He left the intrenchment, and all the officers followed him.
"For the love of God, what are you doing?" asked Volodyovski, "What does this mean? Why, you don't know service and discipline, that you interfere in the conversation of your superiors. The prince is a mild-mannered man, but in time of war there is no joking with him."
"Oh, that is nothing, Pan Michael! Konyetspolski, the father, was a fierce lion, and he depended greatly on my counsels; and may the wolves eat me up to-day, if it was not for that reason that he defeated Gustavus Adolphus twice. I know how to talk with magnates. Didn't you see now how the prince was astonished when I advised him to make a sally? If God gives a victory, whose service will it be,--whose? Will it be yours?"
At that moment Zatsvilikhovski came up. "What's this? They are rooting and rooting, like so many pigs!" said he, pointing to the field.
"I wish they were pigs," said Zagloba. "Pork sausage would be cheap, but their carrion is not fit for dogs. Today the soldiers had to dig a well in Firlei's quarters, for the water in the eastern pond was spoiled from the bodies. Toward morning the bile burst in the dog-brothers, and they all floated. Now next Friday we cannot use fish, because the fish have eaten their flesh."
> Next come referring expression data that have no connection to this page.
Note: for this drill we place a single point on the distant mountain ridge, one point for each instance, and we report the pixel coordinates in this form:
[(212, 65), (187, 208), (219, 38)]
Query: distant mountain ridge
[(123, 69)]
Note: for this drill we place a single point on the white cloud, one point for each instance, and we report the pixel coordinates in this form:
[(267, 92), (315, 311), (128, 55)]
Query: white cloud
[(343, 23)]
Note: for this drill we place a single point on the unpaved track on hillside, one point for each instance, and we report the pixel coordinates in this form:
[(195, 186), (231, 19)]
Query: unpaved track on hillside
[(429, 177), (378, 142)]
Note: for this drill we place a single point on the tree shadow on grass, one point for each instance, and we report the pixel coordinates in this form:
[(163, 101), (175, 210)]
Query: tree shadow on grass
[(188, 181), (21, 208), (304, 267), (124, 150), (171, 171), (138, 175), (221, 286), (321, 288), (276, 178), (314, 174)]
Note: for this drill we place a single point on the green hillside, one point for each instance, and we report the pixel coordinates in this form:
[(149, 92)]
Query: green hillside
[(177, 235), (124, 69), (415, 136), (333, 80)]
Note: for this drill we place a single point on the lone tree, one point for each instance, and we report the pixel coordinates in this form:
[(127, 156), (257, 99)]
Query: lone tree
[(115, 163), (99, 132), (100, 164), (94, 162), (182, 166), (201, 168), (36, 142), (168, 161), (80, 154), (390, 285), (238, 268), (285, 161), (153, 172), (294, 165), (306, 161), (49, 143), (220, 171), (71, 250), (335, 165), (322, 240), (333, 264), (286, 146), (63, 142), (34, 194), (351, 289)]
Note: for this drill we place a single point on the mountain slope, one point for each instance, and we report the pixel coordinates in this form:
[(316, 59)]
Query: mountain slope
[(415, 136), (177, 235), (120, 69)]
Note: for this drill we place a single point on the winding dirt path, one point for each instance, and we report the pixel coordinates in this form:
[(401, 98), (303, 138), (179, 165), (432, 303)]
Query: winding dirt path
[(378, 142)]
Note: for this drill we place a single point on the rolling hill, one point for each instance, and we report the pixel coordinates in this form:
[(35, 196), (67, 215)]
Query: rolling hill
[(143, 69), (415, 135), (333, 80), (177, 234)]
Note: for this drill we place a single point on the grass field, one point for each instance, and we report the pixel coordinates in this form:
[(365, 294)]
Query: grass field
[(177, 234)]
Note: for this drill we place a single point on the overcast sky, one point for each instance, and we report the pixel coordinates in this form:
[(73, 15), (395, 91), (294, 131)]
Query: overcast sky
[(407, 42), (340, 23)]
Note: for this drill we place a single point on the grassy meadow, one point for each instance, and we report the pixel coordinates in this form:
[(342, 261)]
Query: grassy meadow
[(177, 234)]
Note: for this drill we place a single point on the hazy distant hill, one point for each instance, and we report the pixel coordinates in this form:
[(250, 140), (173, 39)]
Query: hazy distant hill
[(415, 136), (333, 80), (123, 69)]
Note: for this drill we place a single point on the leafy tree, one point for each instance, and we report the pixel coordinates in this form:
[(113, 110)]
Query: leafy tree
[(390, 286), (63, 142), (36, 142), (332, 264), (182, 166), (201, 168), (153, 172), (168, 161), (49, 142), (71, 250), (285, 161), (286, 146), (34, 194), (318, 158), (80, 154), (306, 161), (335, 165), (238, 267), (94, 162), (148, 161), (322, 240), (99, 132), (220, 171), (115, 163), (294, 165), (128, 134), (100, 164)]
"True," said Zatsvilikhovski; "I am an old soldier, but I have not seen so many bodies, unless at Khotím, at the assault of the janissaries on our camp."
"You will see more of them yet, I tell you."
"I think that this evening, or before evening, they will move to the storm again."
"But I say they will leave us in peace till to-morrow."
Scarcely had Zagloba finished speaking, when long white puffs of smoke blossomed out on the breastwork, and balls flew over the intrenchment.